Results: Disability of the neck was significantly correlated with curvature (r = −0.599, p < 0.001), upper trapezius root mean square (RMS) (r = 0.694, p < 0.001) and levator RMS (r = 0.429, p < 0.05). Multiple regression analysis produced a significant predictive equation that could predict disability: 33.224− 0.515 × Curvature + 0.156 × Levator RMS − 0.059 × Upper trapezius median frequency + 0.636 × upper trapezius RMS + 0.020 × levator median frequency, with R² = 0.622.

Conclusion: Cervical curvature as well as different axioscapular muscle activity were found to be related to level of disability. These findings have implications for clinical management of CNNP.

1 Introduction

One common musculoskeletal condition that affects a large portion of the population is neck pain, which has a major negative impact on people’s quality of life and overall health. According to Cote et al. (2008), prevalence rates are predicted to be between 30% and 50%. Neck pain is a common issue that needs in-depth evaluation and research. While many cases of neck pain are brief and self-limiting, other people suffer from incapacitating, persistent symptoms that significantly affect their everyday activities, posture, and general quality of life (Elabd et al., 2020).

Self-reported disability is a vital component of patient assessment. Measuring the impairment and function associated with neck pain is necessary to evaluate patient outcomes both before and after treatment and to give other stakeholders important information (Howell, 2011). The Neck Disability Index is the most popular form of assessment for neck disability (NDI). Its reliability and validity have been proven (En et al., 2009; Dunleavy et al., 2010; Young et al., 2019). Worldwide, its use is widespread because it has been cross-culturally modified, and the psychometric qualities of its many language translations are similar to those of the original form (Bakhtadze et al., 2015; Lim et al., 2020; Swanenburg et al., 2014).

Understanding all the variables that lead to neck disability and obstruct successful interventions is essential for managing CNNP and related disabilities. Previously, intensity of pain has repeatedly been related to the level of neck disability. However, the recent literature indicates that a variety of physical, psychological, and individual-level factors may influence the likelihood of acquiring neck disability, despite the fact that the exact cause of CNNP and its associated disabilities is not well understood (Kim et al., 2018).

Regarding physical and musculoskeletal factors, a systematic review by Jun et al. (2017) highlighted the need for further research assessing risk variables and their potential to help sufferers avoid or manage neck pain. It has been suggested that one problem is that of neglecting the important role that dysfunction plays and instead concentrating on pathoanatomy as an etiological element of neck pain (Ting et al., 2015). According to Murphy’s theory, pathoanatomy and dysfunction frequently combine to cause clinical symptoms (Murphy, 2000).

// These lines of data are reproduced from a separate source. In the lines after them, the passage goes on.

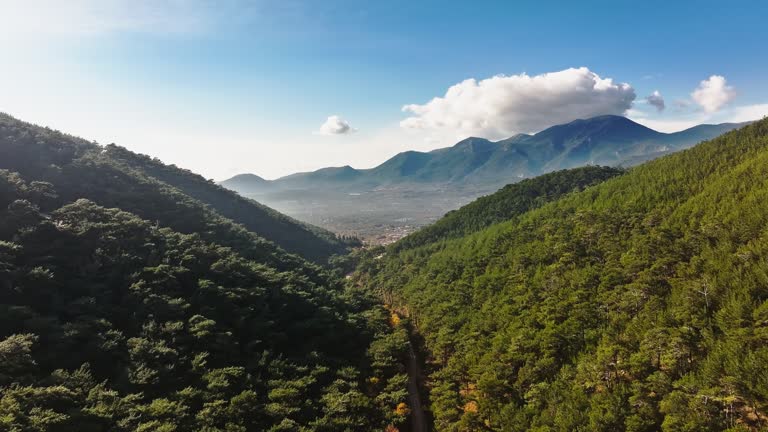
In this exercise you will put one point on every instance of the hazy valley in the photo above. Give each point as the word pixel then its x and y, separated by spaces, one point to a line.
pixel 413 189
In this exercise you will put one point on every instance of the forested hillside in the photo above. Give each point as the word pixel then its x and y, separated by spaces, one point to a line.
pixel 638 304
pixel 127 305
pixel 510 201
pixel 115 177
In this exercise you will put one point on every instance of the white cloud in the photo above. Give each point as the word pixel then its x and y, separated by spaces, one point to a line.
pixel 656 100
pixel 335 125
pixel 502 106
pixel 713 93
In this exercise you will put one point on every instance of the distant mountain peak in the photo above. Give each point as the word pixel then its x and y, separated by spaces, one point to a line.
pixel 248 177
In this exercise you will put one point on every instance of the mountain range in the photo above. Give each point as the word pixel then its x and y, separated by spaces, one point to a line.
pixel 478 162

Regarding biomechanical dysfunction, the assessment of axioscapular muscle electromyography and cervical sagittal curvature may be important elements. Adopting sustained unbalanced spinal postures with increased neck-shoulder stabilizer activation may be one of the predisposing factors for CNNP (Caneiro et al., 2010). CNNP patients frequently adopt a forward head posture where the cervical spine is moved forward and upward, away from the midline of the body. The bending moment of the head increases pressure applied to the cervical extensors. Further, the cervical extensors become fatigued from continuously maintaining this extended position needed to adjust eye level (Kim and Kim, 2016; Silva et al., 2009).

Previous research has suggested alterations in the electromyographic (EMG) characteristics of the axioscapular muscles in CNNP patients (Zakharova-Luneva et al., 2012). Thus, alterations in axioscapular muscle electromyographic (EMG) characteristics in patients have been considered for the management of CNNP (Elabd et al., 2017). Myofascial trigger points or aberrant cervical spine loading may result from altered axioscapular muscle functioning, which can aggravate neck pain (Sun et al., 2014; Zakharova-Luneva et al., 2012). Further, the repaeting cycle of musculoskeletal dysfunction, or pain-spasm-pain, may be partially explained by the magnitude of the myoelectric signal. Furthermore, a drop in the median frequency of the EMG during task performance may be a sign of muscle fiber exhaustion (Elabd et al., 2017).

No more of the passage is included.